New planning policy is being heralded as good for small stores, but James Lowman of the Association of Convenience Stores isn’t convinced.

Christmas is a strange period for policy and news making, when departments and news desks are on go slow and most interest groups shut up shop. In my experience, however, there is always something of major significance for local shops to digest with their Christmas turkey. This year it was the long-awaited new planning policy statement relating to town centres and retail. 

Communities Minister John Healey’s announcement landed with minimum media interest and I am disappointed that government chose this time to make such a major announcement, when many of the important voices in the debate (apart from ourselves) were unable to comment. I hope it wasn’t deliberate.  

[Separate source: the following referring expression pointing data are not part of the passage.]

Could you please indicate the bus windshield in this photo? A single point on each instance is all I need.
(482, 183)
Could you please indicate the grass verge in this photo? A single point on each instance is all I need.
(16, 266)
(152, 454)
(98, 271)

What was announced is a major milestone in an often heated debate on how planning will cope with the future of retail development. The Minister was at pains to stress how this policy is tough in its protection of town centres and small shops. I can’t share his optimism; decisions to remove safeguards such as the need test are going to be well received by developers who have seen it as a barrier to getting their way. 

The Minister also stressed the new policy’s ability to promote diversity and consumer choice, but we have grave concerns that without strong leadership, promoting retail diversity will be hijacked by those who want an excuse to build more supermarkets in areas that do not have the capacity to sustain them.

At best we have to say that the jury is out and there is a lot to do to deliver the necessary change on the ground. Most of all we need to be on guard against anything that adjusts the delicate balance of planning decisions against town centres and small shops.
Without significant work from government to embed the new policy in the right way, it could well present more threat than opportunity.